Fuel surge reshapes Australian spending habits

Discretionary spending softens as transport costs climb

Fuel surge reshapes Australian spending habits

Australian households are reshuffling their spending priorities as rising fuel costs, driven by the escalating Middle East conflict, push petrol prices to their highest levels in years, according to new weekly card spending data published Thursday by the Commonwealth Bank of Australia (CBA).

Retail pump prices have surged to 253 c/L for petrol and 310 c/L for diesel, CBA data show, with transport-related card spending rising sharply as a result. Fuel accounted for roughly two-thirds of all transport spending in 2025.

Belinda Allen, head of Australian economics at Commonwealth Bank, said the effects of the conflict are being felt most immediately at the bowser.

“Higher fuel prices are the most immediate transmission channel from the Middle East conflict to the Australian economy,” Allen said. “We’re seeing that clearly in the data, with transport spending lifting sharply in recent weeks as petrol prices have moved higher.”

Spending holds up, but priorities shift

Despite the surge in fuel costs, CBA’s weekly credit and debit card data to 27 March show overall household spending has remained broadly steady, recovering after a softer patch in February.

However, the composition of that spending has shifted. Food and household goods expenditure has eased in recent weeks, and recreation spending has also fallen – though CBA noted the latter is consistent with typical seasonal patterns.

Allen said households appear to be drawing on savings rather than cutting back sharply.

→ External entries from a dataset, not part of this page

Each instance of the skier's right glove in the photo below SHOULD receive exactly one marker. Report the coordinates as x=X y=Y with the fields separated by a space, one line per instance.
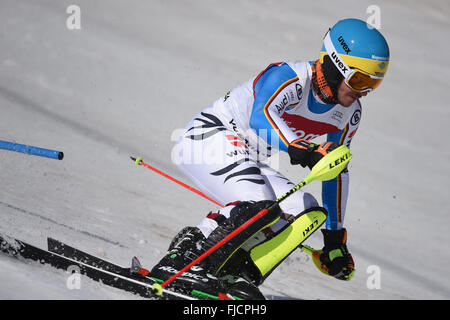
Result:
x=306 y=153
x=335 y=258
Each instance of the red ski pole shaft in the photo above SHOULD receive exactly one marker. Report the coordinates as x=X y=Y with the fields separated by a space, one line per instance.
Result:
x=217 y=245
x=139 y=161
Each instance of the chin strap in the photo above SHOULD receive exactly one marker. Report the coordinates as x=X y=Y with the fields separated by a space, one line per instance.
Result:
x=320 y=85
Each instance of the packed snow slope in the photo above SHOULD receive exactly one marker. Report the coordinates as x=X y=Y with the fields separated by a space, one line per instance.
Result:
x=137 y=71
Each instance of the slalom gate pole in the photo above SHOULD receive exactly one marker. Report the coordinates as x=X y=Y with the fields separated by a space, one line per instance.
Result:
x=35 y=151
x=139 y=162
x=327 y=168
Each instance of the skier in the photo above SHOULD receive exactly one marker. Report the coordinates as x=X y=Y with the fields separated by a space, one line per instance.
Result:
x=224 y=150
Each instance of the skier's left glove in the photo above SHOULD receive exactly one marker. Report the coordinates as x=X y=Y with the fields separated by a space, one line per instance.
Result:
x=306 y=153
x=335 y=258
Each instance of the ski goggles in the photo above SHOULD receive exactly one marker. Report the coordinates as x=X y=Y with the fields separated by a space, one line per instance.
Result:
x=356 y=79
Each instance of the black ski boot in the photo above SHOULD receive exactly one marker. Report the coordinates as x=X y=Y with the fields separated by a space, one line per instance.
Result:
x=185 y=248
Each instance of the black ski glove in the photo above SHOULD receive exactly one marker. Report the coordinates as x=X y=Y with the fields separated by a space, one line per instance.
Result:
x=306 y=153
x=335 y=258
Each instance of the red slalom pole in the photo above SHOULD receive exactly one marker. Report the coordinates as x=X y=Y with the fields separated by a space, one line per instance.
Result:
x=139 y=162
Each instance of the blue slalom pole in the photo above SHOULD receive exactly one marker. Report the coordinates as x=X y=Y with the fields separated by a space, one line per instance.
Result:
x=35 y=151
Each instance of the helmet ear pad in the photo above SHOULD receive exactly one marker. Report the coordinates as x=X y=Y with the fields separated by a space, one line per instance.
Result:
x=332 y=75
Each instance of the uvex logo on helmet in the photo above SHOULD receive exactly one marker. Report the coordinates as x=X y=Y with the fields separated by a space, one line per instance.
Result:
x=344 y=45
x=338 y=62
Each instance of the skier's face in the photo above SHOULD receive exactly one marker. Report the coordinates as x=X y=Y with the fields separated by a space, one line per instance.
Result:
x=346 y=95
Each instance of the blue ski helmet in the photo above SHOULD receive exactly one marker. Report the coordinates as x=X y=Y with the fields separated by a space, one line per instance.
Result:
x=358 y=51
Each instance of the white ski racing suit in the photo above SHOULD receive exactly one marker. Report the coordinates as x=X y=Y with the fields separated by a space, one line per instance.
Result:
x=224 y=147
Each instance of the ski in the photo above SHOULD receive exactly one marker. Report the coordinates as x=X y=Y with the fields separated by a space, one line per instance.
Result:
x=22 y=250
x=134 y=272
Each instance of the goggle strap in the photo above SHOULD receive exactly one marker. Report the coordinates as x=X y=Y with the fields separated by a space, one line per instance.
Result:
x=343 y=68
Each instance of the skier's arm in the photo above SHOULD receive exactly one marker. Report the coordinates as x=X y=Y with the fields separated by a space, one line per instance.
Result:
x=274 y=91
x=335 y=191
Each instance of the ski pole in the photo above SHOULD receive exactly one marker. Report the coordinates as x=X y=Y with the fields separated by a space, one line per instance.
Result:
x=139 y=162
x=326 y=169
x=35 y=151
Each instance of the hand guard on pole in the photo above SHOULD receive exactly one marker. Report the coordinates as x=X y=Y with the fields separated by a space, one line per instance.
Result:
x=306 y=153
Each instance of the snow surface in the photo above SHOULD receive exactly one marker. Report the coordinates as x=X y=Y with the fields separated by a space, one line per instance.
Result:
x=139 y=70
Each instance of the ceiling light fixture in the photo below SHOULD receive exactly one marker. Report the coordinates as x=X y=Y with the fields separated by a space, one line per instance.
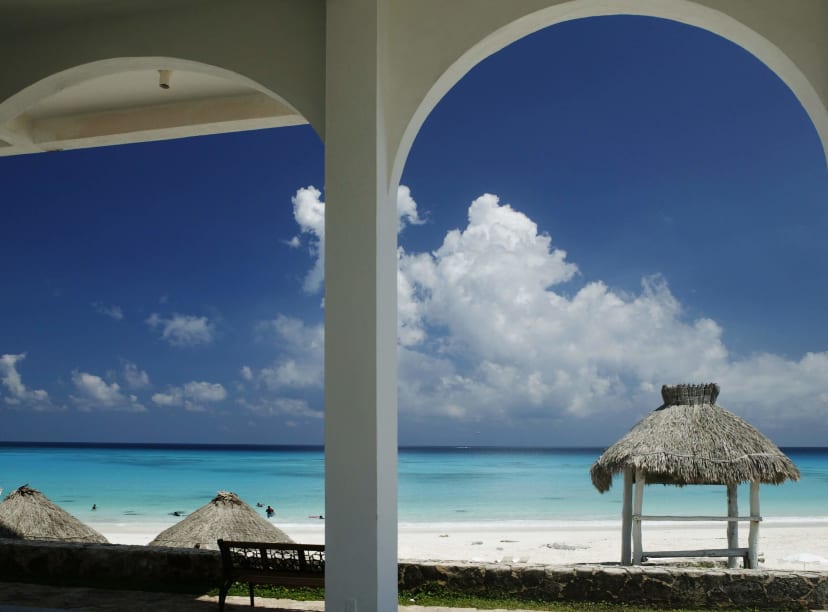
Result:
x=164 y=78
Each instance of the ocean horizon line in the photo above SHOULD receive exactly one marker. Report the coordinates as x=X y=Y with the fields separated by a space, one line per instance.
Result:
x=316 y=447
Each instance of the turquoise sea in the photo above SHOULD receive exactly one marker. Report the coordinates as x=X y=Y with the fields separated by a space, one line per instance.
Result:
x=146 y=483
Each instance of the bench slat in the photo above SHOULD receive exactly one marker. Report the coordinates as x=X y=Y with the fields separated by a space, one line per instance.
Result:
x=280 y=564
x=710 y=552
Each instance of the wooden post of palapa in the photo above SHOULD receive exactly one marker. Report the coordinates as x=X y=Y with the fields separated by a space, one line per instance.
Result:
x=639 y=498
x=753 y=536
x=626 y=518
x=732 y=526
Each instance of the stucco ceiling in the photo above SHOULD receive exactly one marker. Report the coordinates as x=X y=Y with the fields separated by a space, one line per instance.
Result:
x=127 y=105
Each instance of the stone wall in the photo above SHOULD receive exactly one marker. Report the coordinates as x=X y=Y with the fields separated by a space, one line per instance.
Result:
x=108 y=564
x=663 y=587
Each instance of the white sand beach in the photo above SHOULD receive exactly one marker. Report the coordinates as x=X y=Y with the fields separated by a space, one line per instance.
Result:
x=780 y=543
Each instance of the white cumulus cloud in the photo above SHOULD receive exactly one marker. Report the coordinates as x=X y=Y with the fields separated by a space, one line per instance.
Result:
x=183 y=330
x=309 y=214
x=111 y=311
x=135 y=377
x=94 y=393
x=19 y=395
x=301 y=348
x=193 y=396
x=492 y=325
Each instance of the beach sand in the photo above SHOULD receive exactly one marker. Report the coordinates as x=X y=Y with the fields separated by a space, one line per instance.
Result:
x=555 y=544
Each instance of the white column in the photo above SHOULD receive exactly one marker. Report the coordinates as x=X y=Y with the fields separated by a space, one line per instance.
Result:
x=360 y=319
x=732 y=526
x=753 y=535
x=626 y=518
x=639 y=503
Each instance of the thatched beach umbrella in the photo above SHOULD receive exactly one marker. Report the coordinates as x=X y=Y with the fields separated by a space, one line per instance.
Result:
x=227 y=517
x=28 y=514
x=690 y=440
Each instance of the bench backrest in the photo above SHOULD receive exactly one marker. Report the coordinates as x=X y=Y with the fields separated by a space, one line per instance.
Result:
x=239 y=559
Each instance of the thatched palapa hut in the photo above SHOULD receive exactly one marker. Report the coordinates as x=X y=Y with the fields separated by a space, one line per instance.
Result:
x=227 y=517
x=690 y=440
x=27 y=514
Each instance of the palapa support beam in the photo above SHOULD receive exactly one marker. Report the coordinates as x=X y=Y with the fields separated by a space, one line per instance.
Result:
x=639 y=502
x=732 y=526
x=626 y=519
x=753 y=535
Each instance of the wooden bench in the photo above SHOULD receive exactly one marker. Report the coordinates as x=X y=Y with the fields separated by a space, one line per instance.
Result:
x=711 y=552
x=283 y=564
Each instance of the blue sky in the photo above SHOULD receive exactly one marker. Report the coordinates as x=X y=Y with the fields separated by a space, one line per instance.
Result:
x=603 y=207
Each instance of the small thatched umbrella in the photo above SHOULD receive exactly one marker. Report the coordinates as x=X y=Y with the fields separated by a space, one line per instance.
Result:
x=226 y=517
x=29 y=515
x=690 y=440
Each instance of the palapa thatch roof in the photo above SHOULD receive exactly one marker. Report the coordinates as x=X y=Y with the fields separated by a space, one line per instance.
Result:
x=227 y=517
x=691 y=440
x=27 y=514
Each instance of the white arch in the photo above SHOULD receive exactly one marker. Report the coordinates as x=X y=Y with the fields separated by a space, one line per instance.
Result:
x=683 y=11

“Consumers appear to be smoothing their spending from savings at this early stage,” she said. “Softer discretionary spending, combined with still healthy savings buffers, is helping households absorb higher fuel prices without a significant pullback in overall consumption.”

Household incomes have also provided some support. CBA’s weekly salary transaction data “continues to show decent income growth that is flowing through to CBA bank accounts,” the report noted.

On energy bills, electricity and gas spending remained solid in early 2026, though CBA attributed this largely to the expiry of federal and state energy subsidies rather than any direct spillover from global energy markets.

Inflation expectations on the rise

The fuel price shock is beginning to filter through to inflation expectations – a development CBA flagged as a key concern for the Reserve Bank of Australia (RBA).

High-frequency market measures, including inflation swaps and breakeven rates, have risen. Consumer inflation expectations have also moved higher alongside petrol prices.

“The Reserve Bank of Australia will be watching inflation expectations closely,” Allen said, adding that while some near-term measures have lifted, longer-term expectations remain largely stable.

Housing market shows early signs of cooling

Beyond household budgets, CBA’s report also flagged early indications of a softening in the Australian housing market.

Daily home price data show price growth is slowing. Prices continue to rise in Perth, Brisbane, and Adelaide, but are easing in Sydney and Melbourne. Auction clearance rates have declined and are tracking below levels recorded in both 2024 and 2025.

CBA said higher interest rates, weaker consumer confidence, slower population growth, and broader global uncertainty are all expected to weigh on housing activity throughout 2026.